Last year Fire and Rescue responded to almost 7500 storm, flood and natural disaster incidents.

Police and Emergency Services Minister David Elliott said he received his first bushfire briefing for the season last week, in which he was briefed on 10 fires across the state, four of which were uncontained.

“This weekend will be warm, and so the training firefighters have received here will probably be put to good use over the course of this weekend,” he said.

The NSW Rural Fire Service has recorded 230 bush and grass fires in the past week.

While some have been relatively small, RFS spokesman Ben Shepherd said it was a reminder that the landscape was starting to dry out.

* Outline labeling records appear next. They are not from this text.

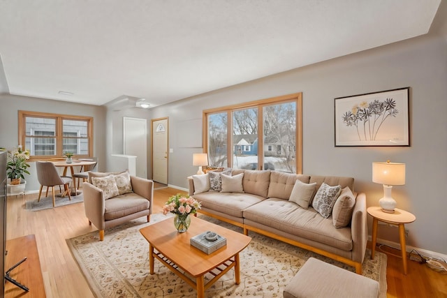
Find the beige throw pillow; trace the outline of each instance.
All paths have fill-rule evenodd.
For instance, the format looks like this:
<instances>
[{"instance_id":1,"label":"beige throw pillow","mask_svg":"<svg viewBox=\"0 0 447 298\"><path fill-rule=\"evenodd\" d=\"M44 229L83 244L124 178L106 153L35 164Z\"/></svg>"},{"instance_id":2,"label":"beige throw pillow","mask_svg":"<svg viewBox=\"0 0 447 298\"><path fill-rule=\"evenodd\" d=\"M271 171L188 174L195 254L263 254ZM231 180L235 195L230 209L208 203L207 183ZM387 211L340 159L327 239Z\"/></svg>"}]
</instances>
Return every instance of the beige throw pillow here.
<instances>
[{"instance_id":1,"label":"beige throw pillow","mask_svg":"<svg viewBox=\"0 0 447 298\"><path fill-rule=\"evenodd\" d=\"M210 177L208 173L203 175L193 175L194 182L194 195L205 193L210 190Z\"/></svg>"},{"instance_id":2,"label":"beige throw pillow","mask_svg":"<svg viewBox=\"0 0 447 298\"><path fill-rule=\"evenodd\" d=\"M314 198L316 191L316 182L307 184L297 180L295 182L288 200L307 209L309 208L309 202Z\"/></svg>"},{"instance_id":3,"label":"beige throw pillow","mask_svg":"<svg viewBox=\"0 0 447 298\"><path fill-rule=\"evenodd\" d=\"M330 186L323 182L312 201L312 207L325 218L330 216L335 200L342 191L342 186Z\"/></svg>"},{"instance_id":4,"label":"beige throw pillow","mask_svg":"<svg viewBox=\"0 0 447 298\"><path fill-rule=\"evenodd\" d=\"M356 197L348 186L342 190L342 193L335 201L332 209L332 223L334 227L347 227L352 218L352 211L356 204Z\"/></svg>"},{"instance_id":5,"label":"beige throw pillow","mask_svg":"<svg viewBox=\"0 0 447 298\"><path fill-rule=\"evenodd\" d=\"M228 176L225 174L221 175L222 179L222 190L221 193L243 193L242 179L244 173L235 176Z\"/></svg>"},{"instance_id":6,"label":"beige throw pillow","mask_svg":"<svg viewBox=\"0 0 447 298\"><path fill-rule=\"evenodd\" d=\"M124 173L115 175L115 181L117 183L118 192L120 195L133 193L131 175L129 174L129 172L124 172Z\"/></svg>"},{"instance_id":7,"label":"beige throw pillow","mask_svg":"<svg viewBox=\"0 0 447 298\"><path fill-rule=\"evenodd\" d=\"M103 190L104 200L119 195L118 187L112 174L104 177L91 177L91 183L97 188Z\"/></svg>"}]
</instances>

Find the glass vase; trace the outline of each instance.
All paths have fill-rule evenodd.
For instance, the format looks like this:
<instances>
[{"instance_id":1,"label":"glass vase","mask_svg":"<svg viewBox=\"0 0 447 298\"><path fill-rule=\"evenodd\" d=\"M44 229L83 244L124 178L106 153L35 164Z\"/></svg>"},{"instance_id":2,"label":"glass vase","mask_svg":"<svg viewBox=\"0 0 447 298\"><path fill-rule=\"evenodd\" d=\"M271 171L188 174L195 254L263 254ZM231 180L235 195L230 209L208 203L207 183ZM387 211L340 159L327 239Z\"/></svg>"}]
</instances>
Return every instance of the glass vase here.
<instances>
[{"instance_id":1,"label":"glass vase","mask_svg":"<svg viewBox=\"0 0 447 298\"><path fill-rule=\"evenodd\" d=\"M191 225L189 214L175 214L174 216L174 226L179 233L186 232Z\"/></svg>"}]
</instances>

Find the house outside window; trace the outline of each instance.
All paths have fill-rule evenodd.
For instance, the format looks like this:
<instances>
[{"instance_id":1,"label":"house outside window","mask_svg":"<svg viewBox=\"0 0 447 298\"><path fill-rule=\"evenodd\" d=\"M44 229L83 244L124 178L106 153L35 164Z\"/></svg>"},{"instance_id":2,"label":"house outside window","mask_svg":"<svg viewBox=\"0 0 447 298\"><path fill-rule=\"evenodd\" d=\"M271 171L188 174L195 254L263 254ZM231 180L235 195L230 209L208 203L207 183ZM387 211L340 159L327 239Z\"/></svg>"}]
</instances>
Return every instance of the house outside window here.
<instances>
[{"instance_id":1,"label":"house outside window","mask_svg":"<svg viewBox=\"0 0 447 298\"><path fill-rule=\"evenodd\" d=\"M19 142L31 160L45 160L71 152L90 156L93 118L19 111Z\"/></svg>"}]
</instances>

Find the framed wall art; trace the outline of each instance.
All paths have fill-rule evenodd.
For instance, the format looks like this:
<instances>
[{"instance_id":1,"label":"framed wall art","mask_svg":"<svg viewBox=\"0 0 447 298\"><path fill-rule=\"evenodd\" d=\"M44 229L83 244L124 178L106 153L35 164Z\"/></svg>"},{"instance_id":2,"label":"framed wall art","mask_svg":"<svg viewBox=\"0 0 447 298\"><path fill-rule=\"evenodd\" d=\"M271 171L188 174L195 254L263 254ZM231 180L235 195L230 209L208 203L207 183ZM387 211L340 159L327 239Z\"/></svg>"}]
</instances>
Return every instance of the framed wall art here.
<instances>
[{"instance_id":1,"label":"framed wall art","mask_svg":"<svg viewBox=\"0 0 447 298\"><path fill-rule=\"evenodd\" d=\"M409 89L335 98L335 146L409 146Z\"/></svg>"}]
</instances>

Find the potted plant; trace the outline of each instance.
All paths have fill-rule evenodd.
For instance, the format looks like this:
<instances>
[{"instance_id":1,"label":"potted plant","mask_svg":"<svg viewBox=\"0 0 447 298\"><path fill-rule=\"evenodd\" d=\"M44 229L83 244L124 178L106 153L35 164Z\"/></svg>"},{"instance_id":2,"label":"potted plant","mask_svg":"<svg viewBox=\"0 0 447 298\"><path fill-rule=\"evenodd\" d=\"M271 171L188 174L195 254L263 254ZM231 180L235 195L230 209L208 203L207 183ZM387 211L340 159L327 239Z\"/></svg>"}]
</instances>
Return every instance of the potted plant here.
<instances>
[{"instance_id":1,"label":"potted plant","mask_svg":"<svg viewBox=\"0 0 447 298\"><path fill-rule=\"evenodd\" d=\"M64 156L66 156L67 158L66 160L66 163L73 163L73 160L71 159L71 157L73 156L73 153L72 152L64 152Z\"/></svg>"},{"instance_id":2,"label":"potted plant","mask_svg":"<svg viewBox=\"0 0 447 298\"><path fill-rule=\"evenodd\" d=\"M29 151L22 150L22 146L8 151L8 162L6 163L6 174L10 179L10 184L20 184L21 179L24 179L24 174L29 174L27 160L29 159Z\"/></svg>"}]
</instances>

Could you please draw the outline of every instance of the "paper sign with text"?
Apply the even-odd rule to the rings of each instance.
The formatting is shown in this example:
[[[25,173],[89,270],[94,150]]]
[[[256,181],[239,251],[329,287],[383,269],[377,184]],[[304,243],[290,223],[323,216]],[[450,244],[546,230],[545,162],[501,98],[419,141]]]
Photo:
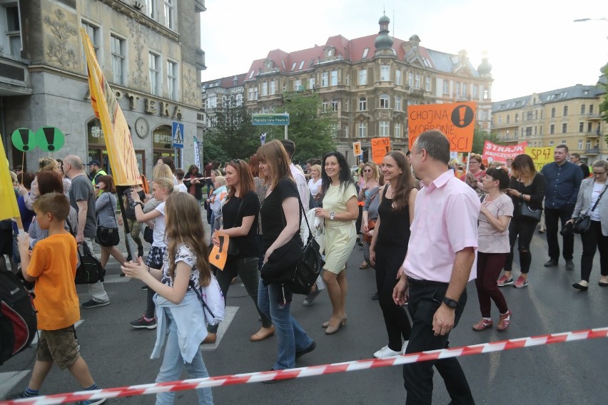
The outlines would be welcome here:
[[[522,142],[517,145],[497,145],[486,140],[483,144],[482,158],[488,162],[497,161],[506,163],[507,158],[515,159],[517,155],[525,153],[527,145],[527,142]]]
[[[377,165],[382,164],[385,155],[390,152],[390,138],[372,138],[372,160]]]
[[[540,171],[542,166],[553,161],[553,147],[534,148],[526,146],[526,155],[534,160],[537,171]]]
[[[450,140],[450,150],[470,152],[475,129],[475,103],[450,103],[407,106],[409,148],[423,132],[436,129]]]

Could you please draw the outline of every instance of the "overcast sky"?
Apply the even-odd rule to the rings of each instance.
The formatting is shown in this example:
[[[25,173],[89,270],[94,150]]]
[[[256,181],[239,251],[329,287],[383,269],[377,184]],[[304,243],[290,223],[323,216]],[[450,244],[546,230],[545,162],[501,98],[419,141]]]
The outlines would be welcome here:
[[[206,0],[202,80],[246,73],[255,59],[378,31],[383,7],[390,35],[450,53],[467,51],[473,66],[483,55],[492,66],[492,98],[595,84],[608,63],[605,0]]]

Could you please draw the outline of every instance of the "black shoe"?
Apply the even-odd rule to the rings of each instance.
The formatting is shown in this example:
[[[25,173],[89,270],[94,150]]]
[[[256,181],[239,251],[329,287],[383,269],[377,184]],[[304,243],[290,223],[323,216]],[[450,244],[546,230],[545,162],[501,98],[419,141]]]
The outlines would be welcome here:
[[[317,344],[315,341],[313,341],[313,343],[310,344],[310,346],[308,347],[308,349],[305,349],[302,352],[295,352],[295,359],[298,360],[300,357],[306,354],[307,353],[310,353],[313,350],[314,350],[317,347]]]
[[[589,289],[588,286],[582,285],[582,284],[578,283],[578,282],[573,282],[572,287],[574,287],[577,289],[580,289],[581,291],[587,291],[587,289]]]

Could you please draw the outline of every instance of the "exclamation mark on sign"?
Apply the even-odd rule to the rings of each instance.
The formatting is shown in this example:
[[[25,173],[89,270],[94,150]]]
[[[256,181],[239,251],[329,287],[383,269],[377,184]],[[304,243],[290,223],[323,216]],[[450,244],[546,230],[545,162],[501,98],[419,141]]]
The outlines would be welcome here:
[[[462,106],[458,108],[458,113],[460,115],[460,125],[465,125],[465,113],[467,112],[467,107]]]
[[[49,144],[49,151],[53,152],[55,150],[55,127],[44,127],[42,130],[44,132],[46,143]]]
[[[29,150],[29,130],[26,128],[20,128],[19,133],[21,135],[21,142],[24,144],[24,152],[27,152]]]

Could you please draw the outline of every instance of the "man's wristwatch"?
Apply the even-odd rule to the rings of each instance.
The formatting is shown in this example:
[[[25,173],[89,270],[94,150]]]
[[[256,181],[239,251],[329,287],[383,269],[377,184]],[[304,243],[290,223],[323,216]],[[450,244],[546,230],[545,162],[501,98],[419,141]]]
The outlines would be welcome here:
[[[443,303],[447,305],[451,309],[455,309],[458,307],[458,302],[452,299],[451,298],[448,298],[447,297],[443,297]]]

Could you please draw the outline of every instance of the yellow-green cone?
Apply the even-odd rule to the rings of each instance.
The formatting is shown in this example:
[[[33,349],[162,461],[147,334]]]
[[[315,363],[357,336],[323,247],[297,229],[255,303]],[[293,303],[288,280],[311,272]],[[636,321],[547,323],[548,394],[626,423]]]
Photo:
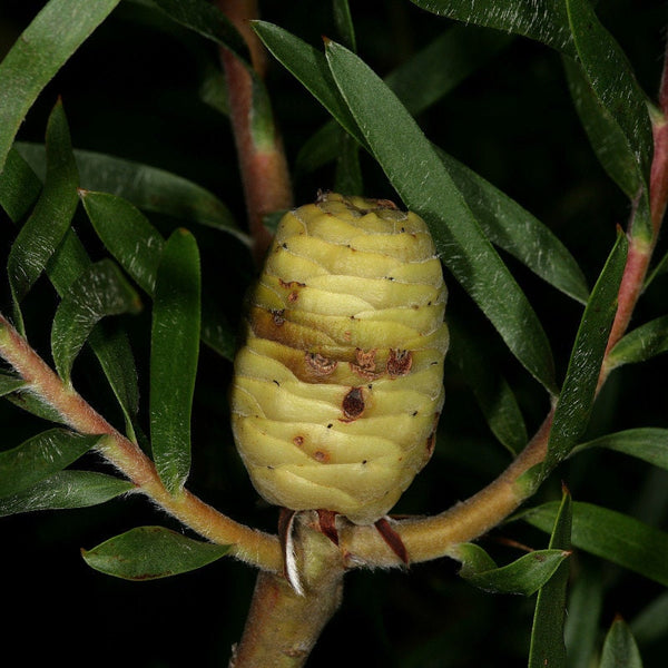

Premier Gladys Berejiklian, Minister for Police and Emergency Services David Elliott and Fire & Rescue NSW Commissioner Paul Baxter will launch a new state-of-the-art emergency services training facility.

“We saw a number of escaped private burns over the weekend and the first watch and act category fire near Windsor Downs,” he said.

“This long weekend we are going to start to see temperatures bump into the early to mid-30s, with strengthening wind as well.

“That will tend to push up fire dangers across the state. People should be aware of that, especially if using fire outdoors.”